New discoveries about Stone Age people in Spain

On January 26, Carles Lalueza-Fox of the Institute of Evolutionary Biology at Barcelona and his colleagues reported in Nature, the Stone Age skeleton was a hunter-gatherer. found in 2006 in a cave at the archaeological site of La Brana-Arintero in northwestern Spain.

Picture 1 of New discoveries about Stone Age people in Spain
A genetic analysis from a 7000-year-old skeleton in Spain shows that blue eyes may have evolved before both blond and white hair.

DNA from a tooth of the skeleton suggests this is a man called La Brana 1 , which has genetic differences with most Europeans today.

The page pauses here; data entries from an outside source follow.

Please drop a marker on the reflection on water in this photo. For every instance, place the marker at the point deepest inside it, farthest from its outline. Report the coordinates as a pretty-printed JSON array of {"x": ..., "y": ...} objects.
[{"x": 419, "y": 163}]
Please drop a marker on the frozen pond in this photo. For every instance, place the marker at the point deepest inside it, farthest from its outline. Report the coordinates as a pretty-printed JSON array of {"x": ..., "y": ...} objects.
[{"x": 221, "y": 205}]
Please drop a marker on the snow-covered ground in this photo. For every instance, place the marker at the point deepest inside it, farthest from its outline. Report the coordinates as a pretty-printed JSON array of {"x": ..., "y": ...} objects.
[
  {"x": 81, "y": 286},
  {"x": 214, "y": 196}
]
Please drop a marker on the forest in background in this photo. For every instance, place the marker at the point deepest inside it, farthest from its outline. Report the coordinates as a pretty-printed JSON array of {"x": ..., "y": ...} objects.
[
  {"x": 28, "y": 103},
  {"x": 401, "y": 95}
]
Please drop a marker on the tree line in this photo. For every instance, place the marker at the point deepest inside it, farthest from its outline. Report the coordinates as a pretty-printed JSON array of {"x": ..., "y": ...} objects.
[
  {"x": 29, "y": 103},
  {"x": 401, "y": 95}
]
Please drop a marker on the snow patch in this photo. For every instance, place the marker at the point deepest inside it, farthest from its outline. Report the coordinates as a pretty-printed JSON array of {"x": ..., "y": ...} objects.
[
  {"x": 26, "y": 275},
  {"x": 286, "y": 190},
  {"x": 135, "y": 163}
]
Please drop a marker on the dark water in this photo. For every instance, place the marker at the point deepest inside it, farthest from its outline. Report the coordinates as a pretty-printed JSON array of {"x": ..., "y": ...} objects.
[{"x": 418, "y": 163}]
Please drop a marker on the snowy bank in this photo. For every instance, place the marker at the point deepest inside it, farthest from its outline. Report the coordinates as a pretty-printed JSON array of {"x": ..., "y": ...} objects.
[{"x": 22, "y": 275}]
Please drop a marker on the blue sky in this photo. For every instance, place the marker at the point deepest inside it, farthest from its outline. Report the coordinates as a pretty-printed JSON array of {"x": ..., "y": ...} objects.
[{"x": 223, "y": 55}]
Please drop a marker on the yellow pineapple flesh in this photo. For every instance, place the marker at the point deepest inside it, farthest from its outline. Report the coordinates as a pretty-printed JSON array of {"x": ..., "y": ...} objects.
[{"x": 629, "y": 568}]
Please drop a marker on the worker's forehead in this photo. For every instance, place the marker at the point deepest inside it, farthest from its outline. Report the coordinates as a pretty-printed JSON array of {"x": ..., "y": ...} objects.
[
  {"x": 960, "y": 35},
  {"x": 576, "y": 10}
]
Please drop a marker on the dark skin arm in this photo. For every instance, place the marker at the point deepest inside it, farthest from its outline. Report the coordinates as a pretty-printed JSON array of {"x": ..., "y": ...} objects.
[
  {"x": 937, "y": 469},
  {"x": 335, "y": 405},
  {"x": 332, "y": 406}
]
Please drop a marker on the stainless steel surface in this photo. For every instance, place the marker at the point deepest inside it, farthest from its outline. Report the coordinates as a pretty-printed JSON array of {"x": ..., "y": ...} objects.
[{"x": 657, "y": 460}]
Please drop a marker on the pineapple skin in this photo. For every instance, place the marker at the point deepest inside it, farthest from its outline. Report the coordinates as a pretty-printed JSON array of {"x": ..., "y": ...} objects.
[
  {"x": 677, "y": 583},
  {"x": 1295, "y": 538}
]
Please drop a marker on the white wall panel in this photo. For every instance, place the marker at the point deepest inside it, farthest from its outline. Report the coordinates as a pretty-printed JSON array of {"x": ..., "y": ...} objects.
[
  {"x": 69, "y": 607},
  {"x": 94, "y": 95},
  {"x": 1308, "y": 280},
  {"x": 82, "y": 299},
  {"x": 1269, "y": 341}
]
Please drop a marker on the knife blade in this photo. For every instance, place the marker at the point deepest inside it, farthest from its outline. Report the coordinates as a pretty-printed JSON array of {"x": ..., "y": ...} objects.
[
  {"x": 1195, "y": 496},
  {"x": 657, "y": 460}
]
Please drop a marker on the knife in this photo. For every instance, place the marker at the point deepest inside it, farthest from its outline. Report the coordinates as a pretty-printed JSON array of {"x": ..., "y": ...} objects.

The hunter hunter does not pick up the lactore and creates several copies of the gene that break the starch structure. These findings are evidence that the ability to digest milk and starch can develop after agriculture was born.

Picture 2 of New discoveries about Stone Age people in Spain
Analysis from the skeleton of a stone-age hunter hunter in northwest Spain shows that blue eyes evolve before white blond hair.

La Brana's eyes are blue (or at least not brown) but his hair and skin are dark, researchers have deciphered the pigment genes of the skeleton.

This finding indicates that light-colored skin is not common throughout Europe during the Stone Age and that eye color changes before skin pigmentation evolves.